David had not deliberately tried to hurt her, she told herself, but the way he had talked about her had stripped away her defences.

He might not actually have accused her of being cold and unfeminine, she thought wryly, but he had left her in no doubt that that was what he considered she was. And yet she had responded readily enough to Jago. Too readily, she thought sombrely as she drove home.

CHAPTER EIGHT

THE evening stretched emptily ahead of her. She had intended to wash her hair and have a leisurely

bath before David picked her up, but now there seemed little point in going to all that trouble just to sit in front of the fire and watch television.
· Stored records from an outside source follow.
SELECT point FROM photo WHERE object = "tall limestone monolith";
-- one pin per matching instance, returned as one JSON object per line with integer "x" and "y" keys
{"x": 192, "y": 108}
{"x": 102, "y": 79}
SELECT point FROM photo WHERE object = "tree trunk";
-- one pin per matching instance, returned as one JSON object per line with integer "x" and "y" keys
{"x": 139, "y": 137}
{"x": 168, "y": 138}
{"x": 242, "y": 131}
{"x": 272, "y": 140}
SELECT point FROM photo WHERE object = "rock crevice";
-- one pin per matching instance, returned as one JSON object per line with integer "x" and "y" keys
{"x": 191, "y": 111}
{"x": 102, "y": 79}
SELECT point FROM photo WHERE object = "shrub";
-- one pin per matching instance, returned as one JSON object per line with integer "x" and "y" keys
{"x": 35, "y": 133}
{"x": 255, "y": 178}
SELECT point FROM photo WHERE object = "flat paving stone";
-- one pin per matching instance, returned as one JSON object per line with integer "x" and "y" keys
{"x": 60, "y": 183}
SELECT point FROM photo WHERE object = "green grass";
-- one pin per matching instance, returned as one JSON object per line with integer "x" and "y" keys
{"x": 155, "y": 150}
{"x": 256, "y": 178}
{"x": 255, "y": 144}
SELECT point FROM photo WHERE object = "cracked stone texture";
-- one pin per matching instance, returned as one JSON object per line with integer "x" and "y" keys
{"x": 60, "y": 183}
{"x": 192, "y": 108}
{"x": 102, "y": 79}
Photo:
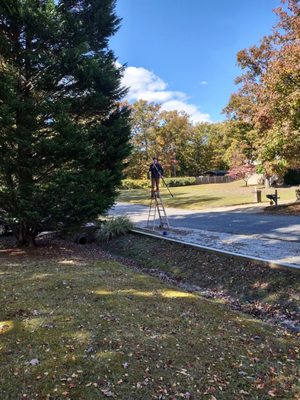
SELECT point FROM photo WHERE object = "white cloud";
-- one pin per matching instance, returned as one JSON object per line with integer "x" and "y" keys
{"x": 145, "y": 85}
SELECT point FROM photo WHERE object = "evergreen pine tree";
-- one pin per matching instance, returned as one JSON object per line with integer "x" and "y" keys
{"x": 63, "y": 131}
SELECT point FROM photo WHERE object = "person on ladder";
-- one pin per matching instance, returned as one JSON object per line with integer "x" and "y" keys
{"x": 156, "y": 172}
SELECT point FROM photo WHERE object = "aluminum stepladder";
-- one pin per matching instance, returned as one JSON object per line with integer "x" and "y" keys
{"x": 157, "y": 209}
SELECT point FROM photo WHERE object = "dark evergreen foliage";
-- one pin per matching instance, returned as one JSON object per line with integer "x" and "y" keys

She found a book that her mother had been reading, but it failed to hold her attention and after a while she went upstairs to wash her hair, thinking that the occupation would keep her hands busy if not her mind.

Even now she was finding it hard to take it in. She had just finished rinsing her hair when she heard the doorbell, and thinking it must be David come to explain that it was all a misunderstanding she flew downstairs and opened the door.